2. Choose fruit and veggies

Choose seasonal fruit and vegetables that you enjoy. Not only will you commit to a healthy lifestyle when you really enjoy the taste and texture of fresh fruit and vegetables, but you will also save money and reduce waste. Don’t overbuy – choose five portions of fruit and veggies that you really enjoy and that you can use across several dishes during the week. A bag of carrots, for example, can be cut up as snacks, enjoyed in salads and used in casseroles and stir-fries for the rest of the week.
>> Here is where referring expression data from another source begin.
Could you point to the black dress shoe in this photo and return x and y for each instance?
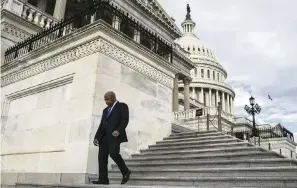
(126, 177)
(100, 182)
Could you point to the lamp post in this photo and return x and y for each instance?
(254, 109)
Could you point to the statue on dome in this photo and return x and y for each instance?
(188, 16)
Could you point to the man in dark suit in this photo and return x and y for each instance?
(110, 134)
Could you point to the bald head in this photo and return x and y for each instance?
(110, 98)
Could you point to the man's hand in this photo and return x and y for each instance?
(115, 133)
(95, 142)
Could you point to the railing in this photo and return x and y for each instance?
(212, 111)
(102, 10)
(263, 133)
(211, 81)
(193, 102)
(29, 12)
(42, 19)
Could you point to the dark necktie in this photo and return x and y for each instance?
(108, 112)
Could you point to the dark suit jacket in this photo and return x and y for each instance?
(117, 120)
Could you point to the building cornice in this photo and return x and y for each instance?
(96, 37)
(212, 85)
(11, 16)
(139, 9)
(20, 34)
(209, 62)
(159, 14)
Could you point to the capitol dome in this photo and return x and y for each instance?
(208, 77)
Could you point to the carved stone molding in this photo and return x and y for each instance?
(12, 30)
(187, 80)
(97, 45)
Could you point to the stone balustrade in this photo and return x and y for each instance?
(29, 12)
(189, 114)
(192, 101)
(213, 82)
(42, 19)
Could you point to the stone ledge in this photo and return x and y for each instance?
(12, 179)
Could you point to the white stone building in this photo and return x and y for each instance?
(207, 86)
(54, 78)
(53, 81)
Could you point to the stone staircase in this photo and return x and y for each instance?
(201, 159)
(207, 159)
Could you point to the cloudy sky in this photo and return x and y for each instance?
(256, 42)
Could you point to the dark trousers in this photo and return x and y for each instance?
(110, 147)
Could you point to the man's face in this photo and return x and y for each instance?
(109, 100)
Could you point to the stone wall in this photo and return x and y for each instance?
(149, 107)
(52, 117)
(52, 101)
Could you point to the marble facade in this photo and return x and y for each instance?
(52, 101)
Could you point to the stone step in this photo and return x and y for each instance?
(159, 165)
(195, 140)
(194, 134)
(214, 172)
(210, 157)
(182, 153)
(221, 182)
(116, 185)
(194, 146)
(200, 138)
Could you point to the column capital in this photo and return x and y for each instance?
(187, 80)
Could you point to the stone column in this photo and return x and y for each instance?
(232, 107)
(223, 101)
(116, 22)
(175, 94)
(41, 5)
(228, 103)
(60, 8)
(187, 81)
(217, 98)
(193, 93)
(201, 96)
(210, 97)
(136, 35)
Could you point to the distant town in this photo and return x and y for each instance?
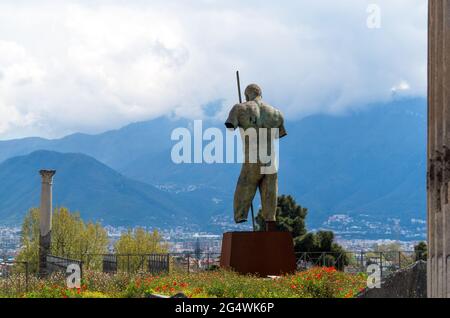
(186, 241)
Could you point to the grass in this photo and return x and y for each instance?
(321, 282)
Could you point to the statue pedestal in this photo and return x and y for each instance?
(258, 253)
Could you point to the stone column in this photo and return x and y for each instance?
(438, 209)
(45, 217)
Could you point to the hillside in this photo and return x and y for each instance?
(86, 185)
(362, 172)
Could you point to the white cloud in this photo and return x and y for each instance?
(88, 66)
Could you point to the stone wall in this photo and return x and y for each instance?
(410, 282)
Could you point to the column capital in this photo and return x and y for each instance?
(47, 175)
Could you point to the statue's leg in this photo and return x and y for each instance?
(269, 193)
(245, 191)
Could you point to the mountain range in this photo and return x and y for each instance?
(361, 173)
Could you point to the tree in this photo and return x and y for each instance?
(71, 238)
(421, 252)
(290, 216)
(320, 247)
(134, 245)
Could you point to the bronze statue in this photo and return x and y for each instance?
(256, 115)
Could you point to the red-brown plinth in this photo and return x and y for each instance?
(258, 253)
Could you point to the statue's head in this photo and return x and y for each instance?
(252, 92)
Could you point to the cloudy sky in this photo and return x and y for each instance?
(89, 66)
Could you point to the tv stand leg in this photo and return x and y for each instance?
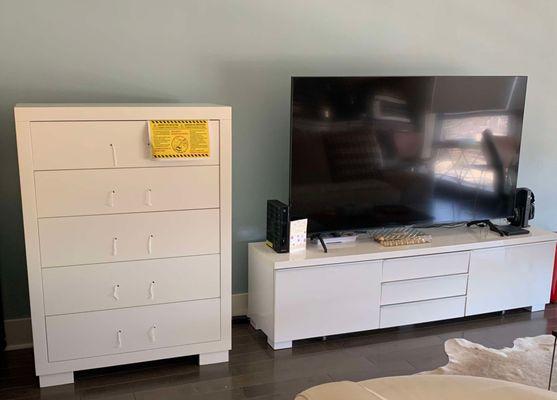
(538, 307)
(280, 345)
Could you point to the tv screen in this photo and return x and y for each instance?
(389, 151)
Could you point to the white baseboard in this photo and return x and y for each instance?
(19, 334)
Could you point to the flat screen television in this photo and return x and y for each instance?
(415, 150)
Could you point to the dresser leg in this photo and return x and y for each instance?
(213, 358)
(280, 345)
(55, 379)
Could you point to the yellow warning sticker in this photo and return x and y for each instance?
(179, 138)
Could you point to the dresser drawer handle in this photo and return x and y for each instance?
(115, 291)
(114, 157)
(111, 197)
(119, 338)
(150, 244)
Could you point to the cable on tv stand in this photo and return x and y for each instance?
(320, 238)
(486, 222)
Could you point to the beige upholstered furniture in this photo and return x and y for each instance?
(426, 387)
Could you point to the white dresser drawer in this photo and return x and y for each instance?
(423, 289)
(131, 283)
(132, 329)
(111, 191)
(121, 237)
(425, 266)
(103, 144)
(422, 311)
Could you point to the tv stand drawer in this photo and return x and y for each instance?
(423, 289)
(426, 266)
(422, 311)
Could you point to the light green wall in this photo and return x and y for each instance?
(243, 53)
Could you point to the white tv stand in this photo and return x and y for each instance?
(364, 286)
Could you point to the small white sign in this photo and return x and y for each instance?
(298, 234)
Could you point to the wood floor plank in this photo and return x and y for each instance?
(256, 372)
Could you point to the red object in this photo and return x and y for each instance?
(554, 283)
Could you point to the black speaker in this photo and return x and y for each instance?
(524, 208)
(278, 223)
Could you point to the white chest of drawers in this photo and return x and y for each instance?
(128, 257)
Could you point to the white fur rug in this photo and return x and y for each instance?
(527, 362)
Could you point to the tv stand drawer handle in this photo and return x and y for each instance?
(153, 334)
(150, 244)
(119, 338)
(114, 155)
(115, 292)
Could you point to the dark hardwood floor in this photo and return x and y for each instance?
(257, 372)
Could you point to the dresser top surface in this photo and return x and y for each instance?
(444, 240)
(119, 111)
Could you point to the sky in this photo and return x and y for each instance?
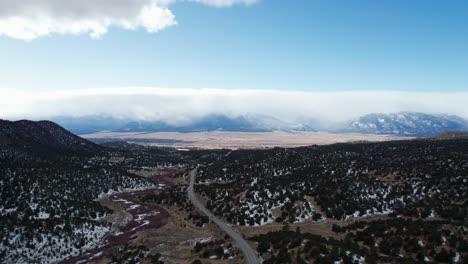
(375, 51)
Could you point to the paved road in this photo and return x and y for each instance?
(249, 253)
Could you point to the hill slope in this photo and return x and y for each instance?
(405, 124)
(42, 134)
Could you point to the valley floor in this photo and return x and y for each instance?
(236, 140)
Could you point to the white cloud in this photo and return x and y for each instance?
(183, 104)
(31, 19)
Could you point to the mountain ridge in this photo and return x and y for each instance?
(412, 124)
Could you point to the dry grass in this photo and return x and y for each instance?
(236, 140)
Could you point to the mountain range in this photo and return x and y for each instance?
(401, 124)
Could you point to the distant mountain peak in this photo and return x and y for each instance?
(405, 124)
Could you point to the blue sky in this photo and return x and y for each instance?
(304, 45)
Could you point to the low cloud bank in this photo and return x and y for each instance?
(177, 106)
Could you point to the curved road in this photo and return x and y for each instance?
(249, 253)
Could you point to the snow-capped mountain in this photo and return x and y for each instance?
(406, 124)
(211, 122)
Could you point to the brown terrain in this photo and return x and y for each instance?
(160, 230)
(235, 140)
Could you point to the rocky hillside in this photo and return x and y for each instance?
(43, 135)
(49, 181)
(406, 124)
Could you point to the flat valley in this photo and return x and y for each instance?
(236, 140)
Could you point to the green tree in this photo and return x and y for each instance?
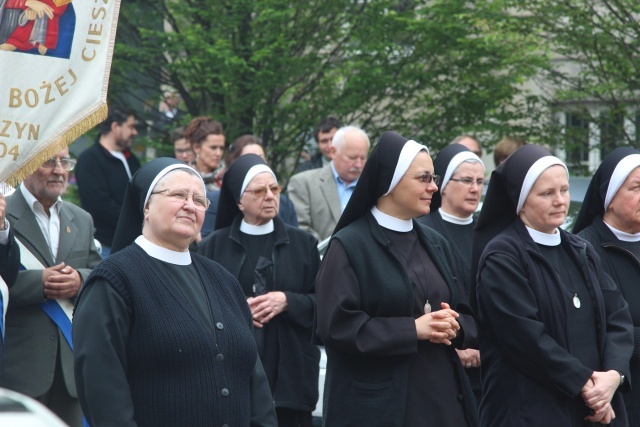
(594, 71)
(274, 68)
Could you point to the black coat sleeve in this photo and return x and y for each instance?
(263, 413)
(342, 323)
(101, 325)
(508, 307)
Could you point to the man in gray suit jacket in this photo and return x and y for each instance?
(320, 195)
(58, 250)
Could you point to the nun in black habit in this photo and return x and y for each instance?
(610, 220)
(276, 265)
(451, 215)
(389, 304)
(556, 333)
(163, 336)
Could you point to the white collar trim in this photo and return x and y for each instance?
(163, 254)
(391, 222)
(621, 235)
(454, 219)
(256, 230)
(545, 239)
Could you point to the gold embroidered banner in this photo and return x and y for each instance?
(55, 59)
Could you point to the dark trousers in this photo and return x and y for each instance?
(58, 400)
(293, 418)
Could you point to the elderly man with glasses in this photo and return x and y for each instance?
(57, 253)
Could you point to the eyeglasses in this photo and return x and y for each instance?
(469, 181)
(427, 178)
(181, 195)
(262, 191)
(66, 164)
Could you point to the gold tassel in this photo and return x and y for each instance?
(67, 137)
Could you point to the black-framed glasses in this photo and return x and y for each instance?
(262, 191)
(182, 195)
(469, 181)
(66, 164)
(427, 177)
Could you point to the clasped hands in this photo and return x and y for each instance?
(267, 306)
(37, 9)
(439, 327)
(60, 281)
(597, 394)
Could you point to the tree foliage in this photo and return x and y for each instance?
(427, 69)
(594, 69)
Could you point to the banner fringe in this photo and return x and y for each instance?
(59, 144)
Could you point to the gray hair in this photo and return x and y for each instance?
(340, 137)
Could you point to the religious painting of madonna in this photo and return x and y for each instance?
(40, 27)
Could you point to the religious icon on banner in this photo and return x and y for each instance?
(42, 27)
(55, 60)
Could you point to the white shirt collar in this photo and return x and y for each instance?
(391, 222)
(31, 200)
(545, 239)
(163, 254)
(621, 235)
(454, 219)
(256, 230)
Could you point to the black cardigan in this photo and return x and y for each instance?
(529, 375)
(624, 268)
(296, 263)
(386, 294)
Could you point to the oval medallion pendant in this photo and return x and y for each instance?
(576, 301)
(427, 307)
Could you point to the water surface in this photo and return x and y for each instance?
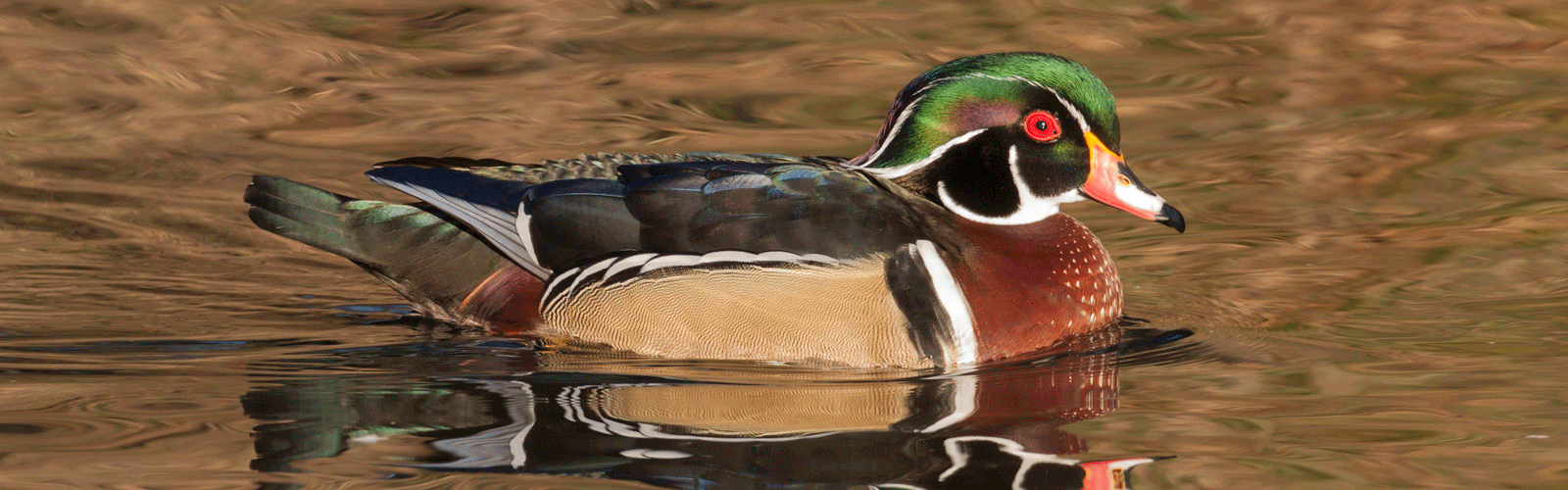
(1371, 292)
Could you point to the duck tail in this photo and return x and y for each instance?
(444, 269)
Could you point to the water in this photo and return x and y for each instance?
(1371, 292)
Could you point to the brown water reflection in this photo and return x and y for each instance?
(1376, 195)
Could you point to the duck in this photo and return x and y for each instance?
(941, 245)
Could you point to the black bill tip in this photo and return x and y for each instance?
(1172, 217)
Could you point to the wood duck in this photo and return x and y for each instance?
(943, 245)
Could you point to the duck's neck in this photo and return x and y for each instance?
(1032, 284)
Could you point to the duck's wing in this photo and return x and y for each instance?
(665, 205)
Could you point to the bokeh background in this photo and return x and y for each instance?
(1376, 200)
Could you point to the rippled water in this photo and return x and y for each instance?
(1371, 292)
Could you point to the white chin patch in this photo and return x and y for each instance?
(1031, 208)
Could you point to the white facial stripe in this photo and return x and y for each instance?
(966, 347)
(1031, 206)
(908, 169)
(898, 126)
(904, 117)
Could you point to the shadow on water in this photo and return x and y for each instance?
(496, 407)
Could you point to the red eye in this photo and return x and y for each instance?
(1042, 126)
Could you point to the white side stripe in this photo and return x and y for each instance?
(966, 347)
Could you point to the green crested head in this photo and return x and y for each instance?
(1003, 138)
(956, 96)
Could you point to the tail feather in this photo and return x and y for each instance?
(419, 252)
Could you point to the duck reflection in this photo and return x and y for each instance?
(703, 426)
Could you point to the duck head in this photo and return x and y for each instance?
(1005, 138)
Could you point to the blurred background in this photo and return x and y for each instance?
(1376, 258)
3. Make legumes a pantry staple

Beans, lentils and peas are not only high in dietary fibre, but also high in plant protein and several important micronutrients. And not only are these humble little legumes packed with nutrition, they are also budget-friendly and versatile. The hearty texture of beans and lentils makes for a wonderful meat substitute, or can stretch meat dishes further.

4. Plan ahead

Get into the habit of cooking at home and packing your own lunches, rather than buying ready-to-eat meals and processed snacks. Build a filling meal or snack by combining your macronutrients – carbohydrates high in fibre, protein and healthy fats. A slice of wholegrain bread with some peanut butter and a banana is for example much more nutritious than a sugary muffin from the coffee shop down the street.

5. Educate yourself about labels

Not all food will be unprocessed – some grocery items such as oats, bread, brown rice, canned items and condiments will be processed to a certain extent. But you can make healthier choices by knowing how to read a food label.

An ultra-processed food or drink is one that usually has five or more ingredients listed on the label, and typically a number of these are not recognisable as foods you would use in home cooking. 

Rebone Ntsie, Director of Nutrition at the National Department of Health says, “Ultra-processed foods typically contain a wide range of food additives such as stabilisers, emulsifiers, preservatives, flavourings and colourings. These are the opposite of whole foods, which are unprocessed like fresh vegetables or minimally processed such as brown rice.

Product ingredients are listed from the highest quantity to the lowest quantity, so be careful of foods that have sugar, salt or fats listed among the first three ingredients.